During the first three months after a stroke, survivors are about eight times more likely to experience depression than their peers who didn't experience a stroke, a large Danish study suggests.
Researchers analyzed data on a large group of stroke patients and compared them to similar people who didn't have a stroke.
Within two years after a stroke, 25 percent of patients had a diagnosis of depression, with more than half the diagnoses coming within the first three months.
By comparison, slightly less than 8 percent of the people who didn't have a stroke had a depression diagnosis during the study, and less than a quarter of these cases were found within the first three months of the study.
"The frequency of depression in stroke patients is also much higher as compared to patients experiencing other acute somatic events such as a heart attack," said senior study author Dr. Merete Osler of Copenhagen University in Denmark.
"It seems that some imbalance in the brain induced by the stroke may cause stroke patients to be more susceptible to depression," Osler added by email.
More than 30 million people worldwide live with a stroke diagnosis, Osler and colleagues note in JAMA Psychiatry.

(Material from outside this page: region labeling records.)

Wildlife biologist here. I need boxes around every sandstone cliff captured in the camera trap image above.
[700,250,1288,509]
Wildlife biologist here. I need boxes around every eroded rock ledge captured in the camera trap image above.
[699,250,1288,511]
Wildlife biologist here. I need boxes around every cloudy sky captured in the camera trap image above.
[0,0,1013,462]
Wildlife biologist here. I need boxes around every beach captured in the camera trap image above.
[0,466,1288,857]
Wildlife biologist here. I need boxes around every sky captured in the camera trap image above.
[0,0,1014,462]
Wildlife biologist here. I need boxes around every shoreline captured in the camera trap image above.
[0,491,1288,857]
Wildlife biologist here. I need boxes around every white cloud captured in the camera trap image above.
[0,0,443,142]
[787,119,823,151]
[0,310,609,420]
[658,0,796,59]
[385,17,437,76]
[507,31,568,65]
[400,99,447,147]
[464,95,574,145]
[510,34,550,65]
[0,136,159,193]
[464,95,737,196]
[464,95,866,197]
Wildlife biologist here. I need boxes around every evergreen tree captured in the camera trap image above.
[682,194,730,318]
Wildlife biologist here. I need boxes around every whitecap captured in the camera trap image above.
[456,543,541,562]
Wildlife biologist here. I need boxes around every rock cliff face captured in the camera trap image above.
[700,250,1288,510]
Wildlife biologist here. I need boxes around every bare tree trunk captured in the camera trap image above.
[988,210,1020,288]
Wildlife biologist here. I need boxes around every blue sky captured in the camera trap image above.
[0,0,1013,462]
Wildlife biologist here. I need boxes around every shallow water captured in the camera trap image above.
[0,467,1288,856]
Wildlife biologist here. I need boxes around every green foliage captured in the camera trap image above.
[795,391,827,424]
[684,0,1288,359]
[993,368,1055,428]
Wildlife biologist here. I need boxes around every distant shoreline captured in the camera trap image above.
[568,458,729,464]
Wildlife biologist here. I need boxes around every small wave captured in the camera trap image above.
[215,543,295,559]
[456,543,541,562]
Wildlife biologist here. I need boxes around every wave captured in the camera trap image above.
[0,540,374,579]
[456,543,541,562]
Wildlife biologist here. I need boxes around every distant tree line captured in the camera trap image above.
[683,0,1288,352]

Depression afterward is common.
As in people who don't have a stroke, the risk for depression increases with age and is also greater for women, individuals who live alone or have less education, and people with diabetes or a history of mental health problems, the authors point out.
To see how stroke may influence the risk of depression, researchers examined data from seven Danish nationwide registries on 157,243 people aged 15 and older hospitalized for the first time with a stroke from 2001 to 2011, and 160,236 similar people without stroke.
Overall, more than 34,000 stroke survivors and more than 11,000 people who didn't have a stroke were diagnosed with depression during two years of follow-up.
Researchers also looked at how depression influenced survival.
For people without a stroke, depression was associated with nearly three-times higher odds of death from any cause during the study period. For stroke survivors, depression was linked to an 89 percent greater likelihood of death during the study.
The heightened death risk was most pronounced with recent onset depression, the study also found.
One limitation of the study, however, is that a depression diagnosis was often identified based on patients filling prescriptions for antidepressants, the authors note. This might not reflect all cases of depression or capture the severity of the condition.
Even so, the findings suggest that doctors, patients and families need to be alert for depression and other mood disorders after a stroke, Dr. Craig Anderson, executive director of the George Institute for Global Health at the University of Sydney, Australia, wrote in an accompanying editorial.
"We know that it is very common - one in three stroke survivors suffer from some form of depression - and that it adversely impacts on recovery and increases the risks of recurrent stroke and other serious cardiovascular events and death," Anderson said by email.
"We know it is difficult to diagnose because patients have problems with speech and memory, and their physical disability, and there is uncertainty how to best manage the condition," Anderson added.
Often, doctors may take a watchful waiting approach for a few weeks after depression symptoms first surface, followed by psychological counseling or antidepressants, Anderson said.
Patients and families should speak up if they suspect a mental health issue.
"Depression is common and it is ok to feel flat and down after a stroke," Anderson said. "However, sometimes this can be more serious and require treatment."